Without language, getting his desires across is difficult. I push Sawyer on our old metal swing set as I sit in front of him. I really want to stop, but because at one time, he didn't like swinging, I renew the pushes as he makes the sign for more. With every push, I want to believe that the sensation will make his autism better. Lessen the affliction. But this small task, the simple act of giving a loved one all that he wants for the moment, is powerful. These moments, with his laughter and my hands on his knees pushing him as we feel the warmth of the sun behind western clouds, are so good that it makes me believe that the future will be good.

Megan, Sawyer's therapist, asks him to point to the picture that begins with the S sound. Instead, Sawyer jumps up and points to the porch. He is not talking yet, but does things that impress us. When it rains, he stands at the window and twinkles his fingers — the sign for rain. His response to pointing to the picture that begins with P is to sprint to his bedroom to bring back a puzzle.

But it looks like Sawyer is off-base with the letter S. That is, until one of the therapists realizes that weeks ago he saw a spider on the porch. The therapists handle the flashcards now, giving my family their evenings back. The evenings are even better because Sawyer's spirit catches on fire by impressing the new women the therapists in his life.

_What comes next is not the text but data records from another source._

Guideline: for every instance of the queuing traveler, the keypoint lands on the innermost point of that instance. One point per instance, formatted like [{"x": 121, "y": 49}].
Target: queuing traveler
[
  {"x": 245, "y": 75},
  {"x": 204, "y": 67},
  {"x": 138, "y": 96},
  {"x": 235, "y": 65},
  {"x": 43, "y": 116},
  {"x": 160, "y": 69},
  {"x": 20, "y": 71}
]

That fire ignites my soul, like using a birthday candle to light the rest. He will repeat our names several times and seems to take joy in knowing who is with him, as we take joy in being his safe zone. He also runs around the house repeating, Ciao bella, which is Italian for Hello, beautiful. This is the other thing that taught me to take one day at a time: my son's love of silliness, learning, and his family.

If silliness, learning, and his family are enough for Sawyer, why can't it be enough for all of us? My worry of the future has turned to savoring the slow progress.

He is our last child, and without worrying about the future, I am in no hurry for him to catch up as long as he is happy. And he is happy.

At four, he is going through his terrible twos phase and is enjoying his newfound power of being oppositional. He likes to respond to requests with No way or even I'm fine. There will always be new worries. He does have some pronoun confusion, for example, saying chase you when he means chase me. He gets upset when things are not as he thinks they should be. When his ever-lounging teenage sister occasionally ventures out of her room, Sawyer demands, Tristen, upastairs! But then, I don't know what to make of her being downstairs with her boring family either. If Sawyer were not talking and not making progress, I do not know if I could believe the future would be as good.

We are the lucky ones. I cannot feel self-pity for long, even though we are in year five of changing diapers, in part because I know that my son has lesser challenges than many other children out there. It also comes from the realization that my son is not a child with an affliction but a child with autism. Here's a free youth group lesson on choices. Upload and watch Christian, funny, inspirational, music, ministry, educational, cute and videos in Espanol FREE online! We do, however, have a number of paid series that go thru the Bible pretty extensively. We must all remember, of course, that the race that we're running every day is not a literal footrace but one much bigger and more meaningful.